More than 6,000 Congolese refugees have crossed into Rwanda in the last 10 days, fleeing fighting between the army and mutineers.
Mukakarimba, a wife and mother of two, walked for more than three days through the volatile North Kivu region of the eastern Democratic Republic of Congo before she finally reached the Rwandan border. She cries as she explains her ordeal.
She says war has broken out in Congo and the fighting forced her and her family to flee into the forest. She says that, in the chaos, she lost her husband and her daughter. She does not know what became of them.
The recent influx of refuges into Rwanda from neighboring Congo, began 10 days ago following clashes between the Congolese army and former soldiers loyal to Bosco Ntaganda, a militia leader wanted by the International Criminal Court for alleged war crimes.

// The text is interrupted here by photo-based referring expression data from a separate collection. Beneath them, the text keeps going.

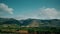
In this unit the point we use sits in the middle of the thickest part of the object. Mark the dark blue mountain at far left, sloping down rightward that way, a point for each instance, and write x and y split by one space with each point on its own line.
9 21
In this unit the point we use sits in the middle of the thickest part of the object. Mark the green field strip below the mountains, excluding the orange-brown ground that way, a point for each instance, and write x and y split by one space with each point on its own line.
14 28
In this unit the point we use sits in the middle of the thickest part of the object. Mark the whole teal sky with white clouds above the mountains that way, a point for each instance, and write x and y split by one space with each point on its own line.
23 9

The flow of refugees crossing Rwanda's La Corniche border post in Gisenyi has since continued, with a slow but steady trickle of new arrivals crossing into the country at all hours.

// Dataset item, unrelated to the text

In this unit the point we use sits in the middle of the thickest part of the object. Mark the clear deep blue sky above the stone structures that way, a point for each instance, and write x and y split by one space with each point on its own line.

Some refugees are working with officials to build additional shelters at Rwanda's Nkamira Transit Center, 22 kilometers from the border with the DRC. The center is operating at more than double its current capacity. Anouck Bronee is the external relations officer for the United Nations High Commissioner for Refugees in Rwanda.
"The capacity of Nkamira Transit center is 5,000, when all the shelters are fully operational," said Bronee. "Currently we are working on rehabilitating 19 shelters and building another 13 to boost the capacity of the center. In partnership with the Ministry of Disaster Management and Refugee Affairs and other UN partners such as UNICEF, World Food Program, WHO, UNFPA, UNDP, we're working together to try and increase the capacity of the center."
Although much of the focus on the current crisis has been directed towards the hunt for Bosco Ntaganda, Rwanda Foreign Affairs Minister Louise Mushikiwabo says attention should be directed towards the larger issues facing the region.
"One individual is not worth the lives of so many Congolese," said Mushikiwabo. "That's really a very important point. So as much as it's sexy and there's a campaign and all of that, let's think about the ordinary Congolese citizens. They deserve peace and they deserve to be cared for like anybody else."
The conflict began last week, after hundreds of Ntaganda loyalists deserted the army. The loyalists defected because President Joseph Kabila said Ntaganda should be arrested, though the president specified the warlord should be tried in Congo, not handed over to the ICC.